If not overtly autobiographical, the film feels deeply personal. Hill himself came up on LA’s west side in the waning years of the twentieth century—and he fills each frame with authentic ephemera of the era, from Super Nintendo to Ren & Stimpy to Nirvana to Bill Clinton. Its nostalgia catnip for a certain generation, but the iconography masks an ugly undercurrent. Contrasting moments of comedy and comradery are dark hints of the tragic and the cruel. These influences snake their way insidiously into Stevie’s life, further straining his relationship with his family and poisoning his once wide-eyed worldview.

Mid90s Film Review

Mid90s is unflinching in its depiction of selfish and impulsive teenagers, and uninterested in tidy redemption. It can sometimes be difficult to root for the characters as they stumble from one bad decision to the next, but Hill is helped along by an incredible cast of up-and-comers who bring these flawed outcasts to life. Of particular note is Na-kel Smith as Ray, pro skater-hopeful and surrogate sibling to Stevie when he’s not at home being pummeled by his actual older brother. Rounding out the crew is Olan Prenatt as “Fuckshit” (yes, really), Ryder McLaughlin as “Fourth Grade,” and Gio Galicia as Ian. Together, they comprise a dysfunctional makeshift family whose relationships and collective behavior are equal parts endearing and alienating.

Because Mid90s is Hill’s first feature, it’s easiest to analyze his approach to character in the context of his apparent influences. Harmony Korine’s Kids comes to mind, though Hill is nowhere near as provocative or antagonistic a filmmaker. A better benchmark, maybe, is Marty Scorsese. In a seemingly throwaway scene midway through the movie, Stevie arrives home after bailing on family “Blockbuster Night.” In his absence, his mom has rented Goodfellas—another film perhaps not-so-coincidentally featuring a cast of morally dubious characters.

Mid90s Film Review

Yet the scene Stevie walks in on finds Joe Pesci’s character, a Mafioso with a hair-trigger temper, sitting down to dinner with his mother. “I like this one,” Pesci deadpans, blithely critiquing her art. “One dog goes one way, and the other dog goes the other way.” It’s a scene that not only establishes the distance between man and matriarch—it establishes the dichotomy at the core of his character; a murderer isn’t a murderer at dinner with his mother. Likewise, Stevie and his friends aren’t one-note ballers and brawlers. They’re kids too.

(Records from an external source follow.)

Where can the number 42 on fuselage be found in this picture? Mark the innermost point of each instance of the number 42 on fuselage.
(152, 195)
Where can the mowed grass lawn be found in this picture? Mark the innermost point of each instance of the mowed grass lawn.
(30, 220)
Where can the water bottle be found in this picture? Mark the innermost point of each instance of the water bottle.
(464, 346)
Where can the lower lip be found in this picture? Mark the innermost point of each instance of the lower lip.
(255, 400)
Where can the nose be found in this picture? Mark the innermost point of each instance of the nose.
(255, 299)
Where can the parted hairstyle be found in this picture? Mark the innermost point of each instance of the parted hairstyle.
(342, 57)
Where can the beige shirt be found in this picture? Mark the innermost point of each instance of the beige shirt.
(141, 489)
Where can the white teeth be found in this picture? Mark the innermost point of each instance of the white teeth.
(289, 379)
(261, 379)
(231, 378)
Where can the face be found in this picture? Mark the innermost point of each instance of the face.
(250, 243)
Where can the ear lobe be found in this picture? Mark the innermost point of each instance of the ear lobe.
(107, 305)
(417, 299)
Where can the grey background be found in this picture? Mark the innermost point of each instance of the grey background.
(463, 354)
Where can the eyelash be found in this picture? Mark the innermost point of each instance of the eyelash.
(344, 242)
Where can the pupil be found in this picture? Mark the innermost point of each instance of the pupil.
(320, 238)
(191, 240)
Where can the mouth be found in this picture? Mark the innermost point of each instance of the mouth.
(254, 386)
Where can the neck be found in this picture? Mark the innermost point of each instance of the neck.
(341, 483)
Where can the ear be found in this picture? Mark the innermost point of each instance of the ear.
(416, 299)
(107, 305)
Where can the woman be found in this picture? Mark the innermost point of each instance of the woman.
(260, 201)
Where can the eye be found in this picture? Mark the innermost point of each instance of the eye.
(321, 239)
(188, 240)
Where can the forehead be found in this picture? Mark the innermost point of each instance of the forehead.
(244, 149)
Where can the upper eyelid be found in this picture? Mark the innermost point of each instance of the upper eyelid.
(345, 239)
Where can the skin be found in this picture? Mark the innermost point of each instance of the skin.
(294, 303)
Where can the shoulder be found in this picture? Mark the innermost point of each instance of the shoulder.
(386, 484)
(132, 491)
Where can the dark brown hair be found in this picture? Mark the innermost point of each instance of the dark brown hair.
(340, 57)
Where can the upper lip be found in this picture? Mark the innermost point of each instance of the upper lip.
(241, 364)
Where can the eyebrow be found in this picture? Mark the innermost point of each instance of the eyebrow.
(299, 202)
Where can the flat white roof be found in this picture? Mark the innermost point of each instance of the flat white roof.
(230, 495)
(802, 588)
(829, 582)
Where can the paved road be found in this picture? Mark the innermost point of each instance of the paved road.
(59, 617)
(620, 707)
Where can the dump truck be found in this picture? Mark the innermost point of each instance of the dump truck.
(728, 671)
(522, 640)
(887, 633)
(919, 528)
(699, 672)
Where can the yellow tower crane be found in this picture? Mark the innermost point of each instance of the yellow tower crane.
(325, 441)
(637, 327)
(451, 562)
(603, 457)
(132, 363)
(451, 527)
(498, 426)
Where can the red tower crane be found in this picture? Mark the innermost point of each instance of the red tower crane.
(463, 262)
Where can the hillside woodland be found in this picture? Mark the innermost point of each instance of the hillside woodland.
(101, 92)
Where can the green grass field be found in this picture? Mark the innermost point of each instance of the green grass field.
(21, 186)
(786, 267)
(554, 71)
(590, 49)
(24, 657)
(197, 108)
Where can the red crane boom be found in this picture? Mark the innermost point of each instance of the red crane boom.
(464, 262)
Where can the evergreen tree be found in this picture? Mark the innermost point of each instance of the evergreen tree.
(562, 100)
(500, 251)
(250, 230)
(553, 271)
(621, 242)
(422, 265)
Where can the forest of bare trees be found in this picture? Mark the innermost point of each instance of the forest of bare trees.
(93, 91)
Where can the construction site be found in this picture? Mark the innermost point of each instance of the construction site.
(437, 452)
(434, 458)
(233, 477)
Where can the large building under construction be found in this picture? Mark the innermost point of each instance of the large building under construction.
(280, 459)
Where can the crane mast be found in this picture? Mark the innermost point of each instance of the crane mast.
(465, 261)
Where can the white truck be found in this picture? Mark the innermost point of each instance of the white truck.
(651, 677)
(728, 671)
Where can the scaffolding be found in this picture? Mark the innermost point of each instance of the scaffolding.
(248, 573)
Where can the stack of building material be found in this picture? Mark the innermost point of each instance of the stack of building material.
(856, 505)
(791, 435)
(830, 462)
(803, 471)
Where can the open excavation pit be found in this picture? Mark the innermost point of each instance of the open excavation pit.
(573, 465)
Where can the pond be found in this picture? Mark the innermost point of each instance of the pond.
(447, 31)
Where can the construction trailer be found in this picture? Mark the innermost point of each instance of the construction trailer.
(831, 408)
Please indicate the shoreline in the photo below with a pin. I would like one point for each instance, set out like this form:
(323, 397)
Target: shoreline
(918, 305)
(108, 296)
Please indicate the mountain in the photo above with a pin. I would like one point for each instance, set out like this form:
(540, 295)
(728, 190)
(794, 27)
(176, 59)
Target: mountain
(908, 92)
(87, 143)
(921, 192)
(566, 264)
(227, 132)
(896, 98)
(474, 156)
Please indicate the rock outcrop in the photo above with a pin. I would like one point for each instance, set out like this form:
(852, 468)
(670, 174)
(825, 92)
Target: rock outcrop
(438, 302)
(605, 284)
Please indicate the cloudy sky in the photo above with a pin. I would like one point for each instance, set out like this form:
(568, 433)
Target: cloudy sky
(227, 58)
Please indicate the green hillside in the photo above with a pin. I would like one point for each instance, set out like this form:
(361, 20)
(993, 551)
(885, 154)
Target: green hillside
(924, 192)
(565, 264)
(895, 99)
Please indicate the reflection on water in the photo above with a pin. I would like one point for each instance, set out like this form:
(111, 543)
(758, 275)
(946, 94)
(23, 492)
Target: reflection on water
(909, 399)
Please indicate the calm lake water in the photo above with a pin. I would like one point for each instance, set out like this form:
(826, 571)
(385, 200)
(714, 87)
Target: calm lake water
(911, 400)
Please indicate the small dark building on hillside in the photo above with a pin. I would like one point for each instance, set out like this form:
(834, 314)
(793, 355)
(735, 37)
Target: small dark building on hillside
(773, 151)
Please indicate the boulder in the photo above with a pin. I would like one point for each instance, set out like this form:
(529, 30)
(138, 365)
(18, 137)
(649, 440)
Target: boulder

Another boon to Hill is the cinematography of Christopher Blauvelt (Don’t Worry, He Won’t Get Far on Foot; Meek’s Cutoff; The Discoverers), who captures a sunbaked Californian summer with uncommon authenticity. Shot on 16mm film in a tight 4:3 aspect ratio, Mid90s feels scrappy and raw, lo-fi yet lived in. From the stucco of suburban homes to the freedom of sloping city streets, the aesthetic is uncompromising and all-encompassing.

Mid90s is an accomplished if unambitious first effort for director Jonah Hill. The filmmaker shows real talent and true potential behind the lens, though it’s hard not to shake the impression that this esoteric snapshot means more to the artist than it does to the audience. Perhaps it’s a matter of setting expectations upfront. The title, aside from being egregiously generic, suggests an attempt to capture something universal about the era, yet the film reflects only a single perspective—Hill’s. Everyone else is just along for the ride.